As it can be seen in the Figure 8 the visualization includes four different charts: a pie chart and three bar charts. The pie chart represents the proportion of taxa that, depending on the percentage of proteins associated which are annotated as antibiotic resistance, are classified as:
Low [0 - 0.1%)
Medium [0.1% - 0.5%)
High [0.5% - 1%)
Superbug [1%-100%]
Together with the pie chart, two bar charts are included in the same panel. The first one shows the percentage of plasmid proteins found per taxa whereas the second shows the percentage of proteins annotated both as plasmid and antibiotic resistance.
The panel below includes at the right end a drop-down list that is dynamycally populated with as many Interpro motifs as columns are found for them in the CSV file used as input for this data visualization.
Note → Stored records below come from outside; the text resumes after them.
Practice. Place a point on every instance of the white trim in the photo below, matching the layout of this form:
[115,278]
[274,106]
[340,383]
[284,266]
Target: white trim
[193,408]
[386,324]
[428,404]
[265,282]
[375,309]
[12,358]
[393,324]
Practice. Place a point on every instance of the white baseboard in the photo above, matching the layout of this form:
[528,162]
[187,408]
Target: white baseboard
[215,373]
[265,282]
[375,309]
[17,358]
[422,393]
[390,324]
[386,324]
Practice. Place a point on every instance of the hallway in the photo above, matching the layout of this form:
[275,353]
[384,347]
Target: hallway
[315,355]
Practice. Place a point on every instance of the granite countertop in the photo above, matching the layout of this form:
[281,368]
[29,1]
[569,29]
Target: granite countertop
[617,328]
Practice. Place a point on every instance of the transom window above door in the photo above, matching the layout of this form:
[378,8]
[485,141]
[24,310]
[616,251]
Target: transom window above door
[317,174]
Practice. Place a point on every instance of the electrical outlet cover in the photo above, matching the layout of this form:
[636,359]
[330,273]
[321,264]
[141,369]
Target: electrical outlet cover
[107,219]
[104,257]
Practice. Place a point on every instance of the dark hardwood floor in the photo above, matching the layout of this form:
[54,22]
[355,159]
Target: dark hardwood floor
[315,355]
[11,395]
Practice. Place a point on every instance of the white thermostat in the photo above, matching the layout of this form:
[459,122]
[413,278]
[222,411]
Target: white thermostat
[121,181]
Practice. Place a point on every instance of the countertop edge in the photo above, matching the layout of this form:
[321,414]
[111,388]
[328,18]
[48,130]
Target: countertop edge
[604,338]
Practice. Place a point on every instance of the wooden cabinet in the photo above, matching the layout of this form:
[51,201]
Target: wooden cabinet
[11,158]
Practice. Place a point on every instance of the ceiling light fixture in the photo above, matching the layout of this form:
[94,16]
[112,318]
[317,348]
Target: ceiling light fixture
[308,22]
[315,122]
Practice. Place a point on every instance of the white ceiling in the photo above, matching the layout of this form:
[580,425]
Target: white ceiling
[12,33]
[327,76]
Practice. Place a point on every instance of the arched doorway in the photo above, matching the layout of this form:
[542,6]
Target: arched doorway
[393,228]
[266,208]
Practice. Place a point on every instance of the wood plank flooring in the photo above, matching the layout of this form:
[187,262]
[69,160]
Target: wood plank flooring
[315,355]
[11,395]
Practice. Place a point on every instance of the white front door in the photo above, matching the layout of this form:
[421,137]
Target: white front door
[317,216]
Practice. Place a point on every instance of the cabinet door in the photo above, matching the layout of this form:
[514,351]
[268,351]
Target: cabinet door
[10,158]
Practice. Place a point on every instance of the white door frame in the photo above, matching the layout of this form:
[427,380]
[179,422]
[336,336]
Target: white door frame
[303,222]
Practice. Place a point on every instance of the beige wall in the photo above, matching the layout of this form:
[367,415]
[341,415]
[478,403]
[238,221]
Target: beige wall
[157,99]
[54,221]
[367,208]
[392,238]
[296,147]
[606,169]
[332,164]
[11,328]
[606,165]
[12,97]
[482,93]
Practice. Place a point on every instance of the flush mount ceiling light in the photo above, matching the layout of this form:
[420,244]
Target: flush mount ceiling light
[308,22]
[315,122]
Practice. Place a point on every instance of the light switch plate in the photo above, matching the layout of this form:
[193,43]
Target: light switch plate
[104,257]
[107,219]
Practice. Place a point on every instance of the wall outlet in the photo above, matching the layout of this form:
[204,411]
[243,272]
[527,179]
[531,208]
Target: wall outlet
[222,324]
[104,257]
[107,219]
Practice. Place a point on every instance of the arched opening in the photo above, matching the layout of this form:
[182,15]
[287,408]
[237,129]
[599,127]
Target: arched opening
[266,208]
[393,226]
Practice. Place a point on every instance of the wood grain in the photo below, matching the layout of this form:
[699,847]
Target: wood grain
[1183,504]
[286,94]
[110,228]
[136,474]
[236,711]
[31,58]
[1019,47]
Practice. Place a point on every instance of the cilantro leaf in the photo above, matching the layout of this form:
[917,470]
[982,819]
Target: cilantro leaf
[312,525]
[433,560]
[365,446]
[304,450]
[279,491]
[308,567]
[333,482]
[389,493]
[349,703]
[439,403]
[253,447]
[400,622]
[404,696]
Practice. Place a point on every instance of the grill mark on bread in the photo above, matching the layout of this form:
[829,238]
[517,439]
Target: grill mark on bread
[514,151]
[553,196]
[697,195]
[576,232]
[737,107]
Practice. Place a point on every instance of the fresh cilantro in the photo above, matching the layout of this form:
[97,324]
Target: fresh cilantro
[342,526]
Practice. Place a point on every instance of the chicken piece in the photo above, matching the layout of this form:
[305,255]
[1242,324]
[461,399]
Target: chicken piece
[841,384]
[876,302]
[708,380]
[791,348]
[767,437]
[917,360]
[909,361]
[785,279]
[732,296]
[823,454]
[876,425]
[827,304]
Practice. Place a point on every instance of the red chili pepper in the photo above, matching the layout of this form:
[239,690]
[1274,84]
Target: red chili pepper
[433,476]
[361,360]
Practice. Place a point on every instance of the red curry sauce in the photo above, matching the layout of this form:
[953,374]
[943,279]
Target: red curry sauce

Thus, by using this element we can visualize the percentage of proteins per taxa that are associated to antibiotic resistance related Interpro motif selected by the user. Interacting with this chart will also filter the data that is being visualized, updating the rest of charts accordingly to the selection.
3D Bar Chart
Finally we have included a very useful visualization for multivariate data by representing a 3 dimensional matrix of values with species and samples as axes. As it was mentioned in the abstract, in order to build this chart we use X3DOM[2] for the 3D visualization. The bar chart is inspired by camio’s D3.js block, although it has been largely improved in order to have an interactive 3D matrix bar chart instead. See Figure 9.
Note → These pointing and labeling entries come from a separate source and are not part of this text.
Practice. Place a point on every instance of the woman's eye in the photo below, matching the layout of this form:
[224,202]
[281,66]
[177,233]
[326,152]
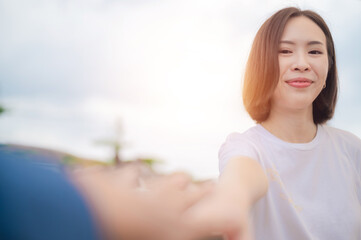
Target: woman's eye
[284,51]
[315,52]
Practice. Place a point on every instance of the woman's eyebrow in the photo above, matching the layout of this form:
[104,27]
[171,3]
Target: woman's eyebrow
[309,43]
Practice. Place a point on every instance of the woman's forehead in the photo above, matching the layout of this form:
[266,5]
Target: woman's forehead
[302,30]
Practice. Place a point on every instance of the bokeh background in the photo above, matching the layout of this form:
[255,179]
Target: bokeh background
[161,77]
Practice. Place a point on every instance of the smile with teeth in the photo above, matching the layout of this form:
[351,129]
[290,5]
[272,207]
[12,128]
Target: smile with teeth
[299,82]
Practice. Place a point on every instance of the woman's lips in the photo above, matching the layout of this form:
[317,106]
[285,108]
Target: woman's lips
[299,82]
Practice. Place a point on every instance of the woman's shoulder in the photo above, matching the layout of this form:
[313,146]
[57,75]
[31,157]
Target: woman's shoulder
[342,136]
[247,135]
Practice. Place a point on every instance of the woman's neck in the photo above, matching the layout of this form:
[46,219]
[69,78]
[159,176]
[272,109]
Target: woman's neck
[293,127]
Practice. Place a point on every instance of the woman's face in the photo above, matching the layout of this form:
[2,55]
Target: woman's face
[303,64]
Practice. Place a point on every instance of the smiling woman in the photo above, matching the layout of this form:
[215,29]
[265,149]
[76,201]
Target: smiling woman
[300,177]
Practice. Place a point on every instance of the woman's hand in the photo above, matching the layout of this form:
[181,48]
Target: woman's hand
[221,214]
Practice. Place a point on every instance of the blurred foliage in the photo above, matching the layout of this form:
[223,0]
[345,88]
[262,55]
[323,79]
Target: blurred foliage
[71,160]
[150,161]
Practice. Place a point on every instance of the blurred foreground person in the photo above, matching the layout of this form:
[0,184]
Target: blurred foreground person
[39,200]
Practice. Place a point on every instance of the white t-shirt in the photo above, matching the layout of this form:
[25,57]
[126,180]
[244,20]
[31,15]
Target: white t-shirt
[314,188]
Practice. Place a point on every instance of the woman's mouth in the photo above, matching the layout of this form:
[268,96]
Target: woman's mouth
[299,82]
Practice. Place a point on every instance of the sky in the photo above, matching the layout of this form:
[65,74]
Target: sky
[162,76]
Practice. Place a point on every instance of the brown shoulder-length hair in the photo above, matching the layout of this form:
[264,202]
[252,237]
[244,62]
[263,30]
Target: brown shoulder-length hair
[262,71]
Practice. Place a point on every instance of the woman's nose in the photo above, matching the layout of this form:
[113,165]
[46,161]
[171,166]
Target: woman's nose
[300,63]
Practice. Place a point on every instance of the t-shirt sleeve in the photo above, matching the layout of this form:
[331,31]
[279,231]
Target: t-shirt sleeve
[235,145]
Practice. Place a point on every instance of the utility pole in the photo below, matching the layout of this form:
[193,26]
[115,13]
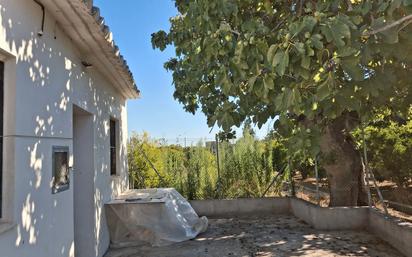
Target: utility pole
[217,163]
This chart includes several features that allow the user to see different characteristics of the data by interacting with the visualization. First of all we have added tooltips to the bars that can be either activated or deactivated by means of a checkbox. These tooltips include data attributes such as: sample name, species name, percentage value, and a clickable piece of text holding the species id that opens a new tab leading to the NCBI taxonomy official page for that specific taxon.
Apart from that there also exists a slider by which the user is able to highlight all bars that hold a value greater than that specified by the slider. This is a good way to quickly get a general idea of the distribution of pairs species-sample that have values above and below the desired threshold.
Finally we also added a button that takes a screenshot of the current state of the chart allowing researchers to easily have an image showing their results that could later be used for publication or other purposes.
Biographika codebase
Biographika is open source, licensed under the open source approved AGPLv3 license. All development happens on GitHub, under the Biographika organization.